Nella relazione annuale dell’istituto di statistica ci sono, per la verità, anche trend che partono da lontano, prima ancora della recessione. La scomparsa della classe operaia è il frutto della rivoluzione tecnologica e di un sistema produttivo dove automatismi e robot tendono sempre di più a cambiare l’organizzazione del lavoro e a superare la vecchia fabbrica “fordista”. Ma la vera novità è che le nove classi sociali individuate dall’Istat sono tutte livellate verso il basso. E non solo in termini di reddito: cresce a dismisura anche il lavoro poco qualificato e, di conseguenza, pagato poco e male. Mentre raggiunge livelli record il numero delle persone in difficoltà, che comprende sia il grande esercito di italiani che ha varcato la soglia della povertà, sia quello che arranca per arrivare alla fine del mese.
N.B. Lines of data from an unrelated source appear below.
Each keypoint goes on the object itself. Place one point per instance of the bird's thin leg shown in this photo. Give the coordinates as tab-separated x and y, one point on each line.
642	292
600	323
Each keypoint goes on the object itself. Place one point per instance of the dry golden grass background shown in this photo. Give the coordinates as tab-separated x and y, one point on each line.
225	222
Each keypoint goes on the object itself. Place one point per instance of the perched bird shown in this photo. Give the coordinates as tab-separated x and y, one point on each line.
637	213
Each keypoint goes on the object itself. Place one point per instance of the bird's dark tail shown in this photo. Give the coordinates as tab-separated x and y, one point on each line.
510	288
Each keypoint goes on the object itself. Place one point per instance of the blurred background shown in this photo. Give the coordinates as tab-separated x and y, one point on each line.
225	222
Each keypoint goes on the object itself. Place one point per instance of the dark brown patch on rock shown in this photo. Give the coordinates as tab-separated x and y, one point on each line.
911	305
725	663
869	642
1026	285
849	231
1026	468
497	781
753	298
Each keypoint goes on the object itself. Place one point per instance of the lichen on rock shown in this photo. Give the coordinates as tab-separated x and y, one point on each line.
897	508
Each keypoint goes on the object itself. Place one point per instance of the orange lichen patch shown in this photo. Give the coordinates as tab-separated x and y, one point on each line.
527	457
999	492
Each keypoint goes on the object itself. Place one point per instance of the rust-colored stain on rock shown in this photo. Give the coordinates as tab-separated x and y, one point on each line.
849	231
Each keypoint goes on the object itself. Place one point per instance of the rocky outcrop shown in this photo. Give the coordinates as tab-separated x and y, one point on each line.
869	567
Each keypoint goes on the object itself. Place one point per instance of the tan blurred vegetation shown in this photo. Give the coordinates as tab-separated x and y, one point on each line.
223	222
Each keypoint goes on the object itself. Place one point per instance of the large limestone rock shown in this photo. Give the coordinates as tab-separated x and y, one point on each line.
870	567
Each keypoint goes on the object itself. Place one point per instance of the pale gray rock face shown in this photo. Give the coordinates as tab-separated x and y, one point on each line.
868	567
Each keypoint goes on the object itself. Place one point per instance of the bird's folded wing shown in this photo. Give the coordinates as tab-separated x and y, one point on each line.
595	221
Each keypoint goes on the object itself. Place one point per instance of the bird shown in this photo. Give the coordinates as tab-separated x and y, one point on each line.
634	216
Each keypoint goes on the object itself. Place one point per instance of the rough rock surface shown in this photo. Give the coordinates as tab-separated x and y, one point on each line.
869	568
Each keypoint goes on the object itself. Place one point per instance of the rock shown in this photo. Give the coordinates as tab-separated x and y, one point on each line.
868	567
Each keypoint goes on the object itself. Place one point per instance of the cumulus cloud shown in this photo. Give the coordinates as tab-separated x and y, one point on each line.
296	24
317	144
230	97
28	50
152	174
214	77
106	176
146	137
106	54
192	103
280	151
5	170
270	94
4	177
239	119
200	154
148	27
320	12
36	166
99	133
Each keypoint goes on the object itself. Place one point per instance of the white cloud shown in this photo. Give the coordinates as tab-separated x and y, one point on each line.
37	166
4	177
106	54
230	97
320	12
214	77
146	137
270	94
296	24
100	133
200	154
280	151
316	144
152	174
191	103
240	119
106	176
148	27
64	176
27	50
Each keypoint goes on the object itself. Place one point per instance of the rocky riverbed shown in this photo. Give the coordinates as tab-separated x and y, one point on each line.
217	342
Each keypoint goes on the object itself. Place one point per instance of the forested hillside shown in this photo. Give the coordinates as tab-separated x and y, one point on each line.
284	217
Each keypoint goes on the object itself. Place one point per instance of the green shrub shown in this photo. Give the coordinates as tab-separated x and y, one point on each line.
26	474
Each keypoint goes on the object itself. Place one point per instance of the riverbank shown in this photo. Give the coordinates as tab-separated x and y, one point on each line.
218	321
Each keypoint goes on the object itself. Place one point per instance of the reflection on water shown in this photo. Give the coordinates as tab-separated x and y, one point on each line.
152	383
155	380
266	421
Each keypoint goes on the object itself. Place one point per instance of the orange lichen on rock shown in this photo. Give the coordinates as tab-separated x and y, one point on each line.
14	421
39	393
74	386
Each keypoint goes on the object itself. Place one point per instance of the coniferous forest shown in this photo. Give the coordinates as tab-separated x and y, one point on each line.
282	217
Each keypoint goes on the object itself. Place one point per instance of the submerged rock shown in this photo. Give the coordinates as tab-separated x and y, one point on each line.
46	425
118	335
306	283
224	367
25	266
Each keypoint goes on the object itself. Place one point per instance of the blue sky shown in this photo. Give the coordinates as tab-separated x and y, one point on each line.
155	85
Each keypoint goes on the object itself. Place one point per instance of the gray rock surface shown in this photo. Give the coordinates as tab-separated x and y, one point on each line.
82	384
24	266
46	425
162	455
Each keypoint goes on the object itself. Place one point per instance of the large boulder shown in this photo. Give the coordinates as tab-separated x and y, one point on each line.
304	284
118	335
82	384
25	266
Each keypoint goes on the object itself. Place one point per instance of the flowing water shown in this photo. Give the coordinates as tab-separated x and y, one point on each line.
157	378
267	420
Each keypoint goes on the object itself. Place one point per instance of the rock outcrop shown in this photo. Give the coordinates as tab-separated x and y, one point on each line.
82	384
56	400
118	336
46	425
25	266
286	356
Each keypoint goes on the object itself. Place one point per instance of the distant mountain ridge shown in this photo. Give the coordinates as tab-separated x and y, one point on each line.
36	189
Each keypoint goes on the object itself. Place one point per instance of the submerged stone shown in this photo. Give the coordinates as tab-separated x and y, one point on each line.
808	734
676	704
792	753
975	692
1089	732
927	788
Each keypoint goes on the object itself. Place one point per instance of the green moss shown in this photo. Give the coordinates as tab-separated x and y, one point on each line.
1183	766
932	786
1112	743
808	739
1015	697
I numeri dell’Istat ci raccontano anche di un Paese che vede sempre di più aumentare le disuguaglianze. E, a quelle antiche fra Nord e Sud, si aggiungono quelle nuove, frutto dell’insufficienza di quelle politiche di redistribuzione che erano state il motore del boom economico e l’architrave della prima e della seconda repubblica. Tutto da rifare. La distanza fra ricchi e poveri aumenta. E aumenta anche la distanza fra chi è riuscito ad entrare nel mercato del lavoro e i giovani condannati a saltare a piè pari l’appuntamento con un’occupazione stabile, costretti a rimanere fino a 35 anni a casa con i genitori e con scarse prospettive di mettere su famiglia. Con queste premesse, non ci si può affatto meravigliare se l’Italia ha ormai conquistato il triste primato di Paese più vecchio d’Europa e se il numero dei neonati ha battuto l’ennesimo record negativo. Fino a quando i giovani e le donne continueranno a pagare il prezzo più alto della crisi, non resta che affidarsi ai pensionati, una delle poche categorie che continua ad andare avanti nonostante i tagli e le riforme garantendo un minimo di stabilità economica ai nuclei familiari in difficoltà. Ma un Paese che non investe su giovani e donne non va da nessuna parte. E, soprattutto, non riuscirà mai ad imboccare il sentiero della crescita e dello sviluppo.